Why can’t we have nice things
While looking for an image for this post, I just entered “why can’t we have nice things” into Google, and below is a small portion of the page-long response the “AI” generated for me.

It gives an unnecessarily long explanation of the idiom, and then includes a link to a Taylor Swift video that I didn’t ask for. Then there multiple paragraphs with bulleted lists claiming to discuss the expression and its implications, along with another link to the same song, for some reason. At the end is a very small disclaimer saying “AI responses may include mistakes.”
This isn’t going to get passed around as a meme, because it’s not incorrect enough to be interesting. Technically, it’s not incorrect at all. It’s just all completely, depressingly, unnecessary.
It’s all delivered in the style of a BuzzFeed post, or the text at the beginning of an online recipe: it’s probably all grammatically correct, and it’s not egregiously counter-factual or anything, but it simply doesn’t say anything. I can’t imagine how any of it would be useful to anyone. At least, anyone who wasn’t trying to generate filler text to pad out a word count. It is no more and no less than “content.” The best you can say for it is that it takes up space.
I used to be optimistic about how all of this stuff was going to play out.

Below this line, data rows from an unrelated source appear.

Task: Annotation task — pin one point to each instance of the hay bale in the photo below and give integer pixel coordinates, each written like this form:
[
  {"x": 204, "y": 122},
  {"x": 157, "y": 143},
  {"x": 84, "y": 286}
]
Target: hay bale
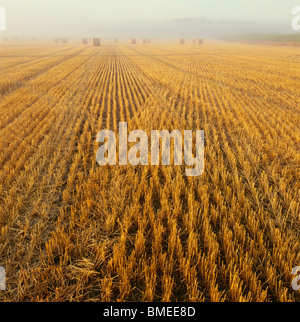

The novelty would wear off, the bubble would burst, and people would eventually realize they’d been taken in by smoke and mirrors. Maybe we’d end up with sane and reasonable applications for machine learning that could be trained ethically and run efficiently.
Now, though, it depressingly seems like the reason people find generative “AI” so appealing is because they’ve devalued not just artists, writers, and programmers, but because they’ve devalued original thought. The people yearn for filler.
Comments
2 responses to “The Tragedy of the Slop”
“The applications that could’ve really benefited from this technology have been irreparably tainted by overhype and misuse.”
Gosh, yes, this. I’m not, in principle, against the use of AI creatively. But that’s the thing: it has to be used, by a human, in a way which offers new creative options – not simply to replicate what humans can do, and especially not entry-level humans.
Yeah, the frequent refrain from AI apologists is familiar from the cryptocurrency bubble: “the future is already here, man! You have to either catch up or be left behind!” They’re using it to defend pushing LLMs and ML in general into places they don’t belong, but my only somewhat optimistic takeaway is that they’re right to some degree: the underlying technology is already here, and it’s available even on small platforms with models that you can train yourself. Even after the bubble bursts, we’re not going to end up in some Butlerian jihad situation where we have computers that can’t even do natural language processing anymore.
The concerning thing is that the gold rush/hype bubble is because the training data sets are so huge, and the resources required are so expensive, that only the largest companies can afford it. Which, obviously, is the opposite of technology that could’ve been democratizing.